Let $\{X_n \}$ be a sequence of random variables on a probability space $(\Omega,\mathcal{F},P)$.
Then, $\{X_n\}$ is uniformly integrable if $$\lim_{M \to \infty} \sup_n \int_{|X_n| > M } |X_n| = 0 \tag{1}$$
From this, I know that $$\displaystyle \sup_n E(|X_n|) < \infty \tag{2}$$
But, then I am wondering whether (2) implies (1). If not, can you give me a counterexample?

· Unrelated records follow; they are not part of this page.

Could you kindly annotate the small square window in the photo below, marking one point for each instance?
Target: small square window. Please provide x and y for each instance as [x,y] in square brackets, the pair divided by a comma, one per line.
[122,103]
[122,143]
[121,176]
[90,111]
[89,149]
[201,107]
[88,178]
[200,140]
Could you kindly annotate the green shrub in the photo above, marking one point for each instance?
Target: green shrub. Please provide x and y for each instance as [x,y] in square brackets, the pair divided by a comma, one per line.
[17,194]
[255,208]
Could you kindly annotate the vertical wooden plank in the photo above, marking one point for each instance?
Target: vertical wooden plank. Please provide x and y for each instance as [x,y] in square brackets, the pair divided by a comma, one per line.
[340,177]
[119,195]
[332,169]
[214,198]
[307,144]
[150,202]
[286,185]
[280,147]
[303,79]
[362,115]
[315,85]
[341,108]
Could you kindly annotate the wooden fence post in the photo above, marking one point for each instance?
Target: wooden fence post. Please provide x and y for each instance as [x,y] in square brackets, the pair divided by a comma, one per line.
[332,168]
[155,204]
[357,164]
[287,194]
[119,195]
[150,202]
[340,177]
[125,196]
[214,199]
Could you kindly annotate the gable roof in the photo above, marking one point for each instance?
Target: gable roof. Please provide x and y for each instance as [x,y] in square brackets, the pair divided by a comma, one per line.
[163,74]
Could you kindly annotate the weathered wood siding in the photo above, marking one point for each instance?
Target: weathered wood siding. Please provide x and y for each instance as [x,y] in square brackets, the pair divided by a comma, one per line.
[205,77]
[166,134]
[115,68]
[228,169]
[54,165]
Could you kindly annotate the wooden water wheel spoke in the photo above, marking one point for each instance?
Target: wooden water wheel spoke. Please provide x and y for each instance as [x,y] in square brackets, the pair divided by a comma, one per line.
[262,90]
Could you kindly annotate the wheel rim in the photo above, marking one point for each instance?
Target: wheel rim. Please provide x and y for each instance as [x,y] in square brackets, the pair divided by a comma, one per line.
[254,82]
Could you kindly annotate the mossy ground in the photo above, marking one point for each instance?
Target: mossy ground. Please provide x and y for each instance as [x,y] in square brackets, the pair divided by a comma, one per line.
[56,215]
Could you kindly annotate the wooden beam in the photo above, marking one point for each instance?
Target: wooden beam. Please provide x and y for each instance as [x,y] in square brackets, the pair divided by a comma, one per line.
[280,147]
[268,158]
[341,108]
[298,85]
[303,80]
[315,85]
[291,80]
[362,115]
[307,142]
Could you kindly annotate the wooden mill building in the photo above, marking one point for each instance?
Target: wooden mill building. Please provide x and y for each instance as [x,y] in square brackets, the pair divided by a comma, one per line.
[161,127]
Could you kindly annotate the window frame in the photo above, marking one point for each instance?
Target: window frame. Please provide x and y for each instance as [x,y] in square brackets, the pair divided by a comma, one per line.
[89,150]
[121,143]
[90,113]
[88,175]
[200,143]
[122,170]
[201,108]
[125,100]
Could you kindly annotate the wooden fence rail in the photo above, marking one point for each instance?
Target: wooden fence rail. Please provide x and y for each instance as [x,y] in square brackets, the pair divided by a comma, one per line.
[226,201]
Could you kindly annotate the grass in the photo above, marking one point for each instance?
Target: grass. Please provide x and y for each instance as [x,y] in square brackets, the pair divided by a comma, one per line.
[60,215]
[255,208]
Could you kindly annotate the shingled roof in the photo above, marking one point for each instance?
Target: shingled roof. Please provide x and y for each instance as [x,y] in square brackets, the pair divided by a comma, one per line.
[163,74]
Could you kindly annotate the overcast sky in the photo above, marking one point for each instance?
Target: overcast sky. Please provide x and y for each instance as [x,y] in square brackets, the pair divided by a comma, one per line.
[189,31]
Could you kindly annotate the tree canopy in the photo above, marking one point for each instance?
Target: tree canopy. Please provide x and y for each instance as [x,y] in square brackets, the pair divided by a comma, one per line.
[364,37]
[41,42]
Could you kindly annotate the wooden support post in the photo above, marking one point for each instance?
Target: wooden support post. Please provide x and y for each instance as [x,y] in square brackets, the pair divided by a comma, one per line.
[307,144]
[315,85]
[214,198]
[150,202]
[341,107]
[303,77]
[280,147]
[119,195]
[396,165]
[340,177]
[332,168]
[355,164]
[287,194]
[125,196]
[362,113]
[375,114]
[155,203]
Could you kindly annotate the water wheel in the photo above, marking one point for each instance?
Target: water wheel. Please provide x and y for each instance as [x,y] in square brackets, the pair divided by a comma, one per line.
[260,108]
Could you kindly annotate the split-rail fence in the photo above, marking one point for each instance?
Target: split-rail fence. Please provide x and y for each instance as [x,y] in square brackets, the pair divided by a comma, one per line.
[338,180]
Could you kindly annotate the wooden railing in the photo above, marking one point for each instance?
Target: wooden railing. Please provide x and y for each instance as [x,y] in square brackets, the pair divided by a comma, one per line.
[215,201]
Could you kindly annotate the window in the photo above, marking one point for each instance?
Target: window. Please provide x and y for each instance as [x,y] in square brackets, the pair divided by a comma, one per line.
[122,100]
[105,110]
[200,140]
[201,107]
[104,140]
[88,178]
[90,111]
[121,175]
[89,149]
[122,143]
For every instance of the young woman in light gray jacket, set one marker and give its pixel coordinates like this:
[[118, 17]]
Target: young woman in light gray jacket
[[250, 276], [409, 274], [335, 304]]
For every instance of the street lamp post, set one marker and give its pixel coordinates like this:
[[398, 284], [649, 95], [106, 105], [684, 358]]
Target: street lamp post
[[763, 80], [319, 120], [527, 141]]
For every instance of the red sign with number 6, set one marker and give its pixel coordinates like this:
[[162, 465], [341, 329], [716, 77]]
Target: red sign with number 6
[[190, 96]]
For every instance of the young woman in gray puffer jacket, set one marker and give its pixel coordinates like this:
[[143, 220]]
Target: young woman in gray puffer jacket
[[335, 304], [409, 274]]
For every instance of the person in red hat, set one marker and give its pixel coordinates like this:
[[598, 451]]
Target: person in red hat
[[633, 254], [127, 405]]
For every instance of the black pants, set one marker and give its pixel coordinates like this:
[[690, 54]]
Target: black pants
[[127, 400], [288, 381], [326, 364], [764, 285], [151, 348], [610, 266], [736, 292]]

No, the converse is, in general, not true. Just consider $((0,1),\mathcal{B}(0,1))$ endowed with Lebesgue measure and the sequence of random variables $$X_n(x) := 2n \cdot 1_{(0,1/n)}(x).$$ Then $$\mathbb{E}(|X_n|) = 2$$ for all $n \in \mathbb{N}$, but $$\limsup_{M \to \infty} \sup_{n \in \mathbb{N}} \int_{|X_n|>M} |X_n| \, d\mathbb{P} \geq \int_{|X_M|>M} |X_M| \, d\mathbb{P} = 2.$$
Remark: If the sequence $(X_n)_{n \in \mathbb{N}}$ is bounded in $L^p$ for some $p>1$, i.e. $$\sup_{n \in \mathbb{N}} \mathbb{E}(|X_n|^p)<\infty,$$ then $(X_n)_{n \in \mathbb{N}}$ is uniformly integrable.